Peki o Millet İttifakı’nın adayı değil miydi? Konuşulmayanlar arasında onlar da var. Niye?
Sorumluyu arayalım ama tek kişi mi? İhale tek kişiye mi kalacak? Diğer hiçbir lideri gündeme almadan yapılacak tüm değerlendirmeler eksiktir.
Yanardağ: “Kılıçdaroğlu’na rakip gösterilenler, partiyi daha sağa çekecek bir ‘yenilenme’ anlayışına sahip”
Tele 1 Genel Yayın Yönetmeni Merdan Yanardağ, Tele 1’in sitesinde dün yayımlanan yazısında Kılıçdaroğlu’nu partiyi sağa çekmekle eleştirdi ancak “Kılıçdaroğlu’na rakip olarak gösterilen kişilerin, partiyi daha sağa çekecek bir “yenilenme” anlayışına sahip oldukları biliniyor” diye yazdı.

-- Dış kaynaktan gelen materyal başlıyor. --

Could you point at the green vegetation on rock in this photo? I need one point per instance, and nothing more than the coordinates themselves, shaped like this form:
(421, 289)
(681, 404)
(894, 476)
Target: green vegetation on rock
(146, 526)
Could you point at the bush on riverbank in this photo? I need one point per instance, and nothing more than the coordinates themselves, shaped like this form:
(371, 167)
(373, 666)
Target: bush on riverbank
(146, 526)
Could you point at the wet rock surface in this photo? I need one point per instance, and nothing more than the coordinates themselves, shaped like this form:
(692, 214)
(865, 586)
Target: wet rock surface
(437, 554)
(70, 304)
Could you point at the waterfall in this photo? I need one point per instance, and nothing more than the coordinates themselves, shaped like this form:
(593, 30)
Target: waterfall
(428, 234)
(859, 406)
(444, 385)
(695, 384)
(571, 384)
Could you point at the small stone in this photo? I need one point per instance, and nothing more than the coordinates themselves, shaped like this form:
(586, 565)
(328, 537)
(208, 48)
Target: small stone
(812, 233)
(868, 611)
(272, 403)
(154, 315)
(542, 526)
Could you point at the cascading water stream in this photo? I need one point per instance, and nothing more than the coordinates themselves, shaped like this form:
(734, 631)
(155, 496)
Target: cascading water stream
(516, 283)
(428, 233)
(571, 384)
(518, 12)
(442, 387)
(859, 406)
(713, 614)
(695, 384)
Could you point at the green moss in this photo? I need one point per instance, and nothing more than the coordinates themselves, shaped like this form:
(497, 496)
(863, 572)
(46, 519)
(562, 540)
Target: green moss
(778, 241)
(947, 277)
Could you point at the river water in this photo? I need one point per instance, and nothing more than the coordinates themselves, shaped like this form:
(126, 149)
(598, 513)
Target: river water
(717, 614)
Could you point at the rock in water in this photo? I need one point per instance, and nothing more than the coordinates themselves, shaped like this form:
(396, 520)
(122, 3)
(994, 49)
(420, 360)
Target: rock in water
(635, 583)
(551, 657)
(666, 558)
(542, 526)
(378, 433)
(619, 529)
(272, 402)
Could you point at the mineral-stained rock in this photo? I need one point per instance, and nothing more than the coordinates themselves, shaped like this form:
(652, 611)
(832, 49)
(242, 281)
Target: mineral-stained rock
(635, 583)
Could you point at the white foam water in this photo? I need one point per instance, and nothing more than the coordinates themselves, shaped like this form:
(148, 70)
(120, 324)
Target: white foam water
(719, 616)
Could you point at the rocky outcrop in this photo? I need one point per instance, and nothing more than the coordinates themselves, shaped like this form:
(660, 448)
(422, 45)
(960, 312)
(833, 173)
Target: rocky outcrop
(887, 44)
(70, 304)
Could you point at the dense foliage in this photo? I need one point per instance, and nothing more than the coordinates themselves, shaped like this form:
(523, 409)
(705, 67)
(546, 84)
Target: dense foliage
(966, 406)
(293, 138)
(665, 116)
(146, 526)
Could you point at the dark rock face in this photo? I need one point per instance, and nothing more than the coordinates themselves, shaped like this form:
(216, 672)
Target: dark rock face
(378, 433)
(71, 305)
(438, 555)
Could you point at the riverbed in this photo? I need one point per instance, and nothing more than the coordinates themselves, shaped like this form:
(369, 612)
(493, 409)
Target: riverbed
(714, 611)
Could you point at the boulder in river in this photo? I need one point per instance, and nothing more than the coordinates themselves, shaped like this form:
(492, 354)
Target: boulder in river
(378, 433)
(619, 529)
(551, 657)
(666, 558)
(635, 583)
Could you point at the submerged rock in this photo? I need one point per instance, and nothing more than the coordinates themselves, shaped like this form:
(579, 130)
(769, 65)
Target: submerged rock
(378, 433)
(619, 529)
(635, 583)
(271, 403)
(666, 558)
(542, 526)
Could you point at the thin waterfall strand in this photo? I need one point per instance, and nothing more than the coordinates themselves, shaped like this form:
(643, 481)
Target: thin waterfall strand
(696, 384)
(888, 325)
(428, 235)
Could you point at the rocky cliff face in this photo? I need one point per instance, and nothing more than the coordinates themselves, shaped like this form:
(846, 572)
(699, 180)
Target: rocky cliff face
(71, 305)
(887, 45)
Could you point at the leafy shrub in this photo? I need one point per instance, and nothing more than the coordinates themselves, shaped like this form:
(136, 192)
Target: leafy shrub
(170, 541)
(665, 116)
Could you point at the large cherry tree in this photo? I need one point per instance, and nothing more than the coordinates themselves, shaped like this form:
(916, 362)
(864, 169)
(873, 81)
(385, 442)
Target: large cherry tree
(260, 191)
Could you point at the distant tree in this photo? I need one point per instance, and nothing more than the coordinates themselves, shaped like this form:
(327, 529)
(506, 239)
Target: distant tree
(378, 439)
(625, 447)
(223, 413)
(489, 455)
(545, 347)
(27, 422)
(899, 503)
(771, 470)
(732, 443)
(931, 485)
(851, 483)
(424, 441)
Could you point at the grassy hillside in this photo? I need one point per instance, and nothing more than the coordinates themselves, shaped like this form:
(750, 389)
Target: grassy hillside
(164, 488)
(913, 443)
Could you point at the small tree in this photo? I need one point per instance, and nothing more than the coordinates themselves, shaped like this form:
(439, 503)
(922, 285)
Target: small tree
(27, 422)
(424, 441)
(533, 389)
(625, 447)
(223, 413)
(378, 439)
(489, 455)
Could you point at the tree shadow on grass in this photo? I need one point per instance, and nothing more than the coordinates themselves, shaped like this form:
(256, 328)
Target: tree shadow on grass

Yanardağ’ın yazısının ilgili bölümü şöyle:
“Kılıçdaroğlu, Deniz Baykal döneminde yeterince sağa kayan partiyi, kimliğinden daha da uzaklaştırmıştır. CHP, bu dönemde hiç olmadığı kadar sağa savrulmuştur. Parti halkçı, sol, kamucu, anti-emperyalist ve devrimci çizgisinden uzaklaşmış, cumhuriyeti ve laikliği savunmaktan kaçınmış, kendi tarihsel kimliğine yabancılaşmıştır.
(…)
CHP’de, Kılıçdaroğlu’na rakip olarak gösterilen kişilerin, partiyi daha sağa çekecek bir “yenilenme” anlayışına sahip oldukları biliniyor. Öyle ki, bu zihniyet “Abdülhamit de bizim Atatürk de bizim” diyen bir yaklaşımı temsil ediyor. Oysa biri Ortaçağı ve feodal bir din tarım devletini, diğeri ise aydınlanma ve moderniteyi temsil ediyor. Bu tutum sahipleri, Cumhuriyeti tasfiye eden ve İslamcı bir rejimin kurulmasını tamamlamaya yönelen iktidarın çerçevesini çizdiği verili durumu kabul etmiş görünüyor.”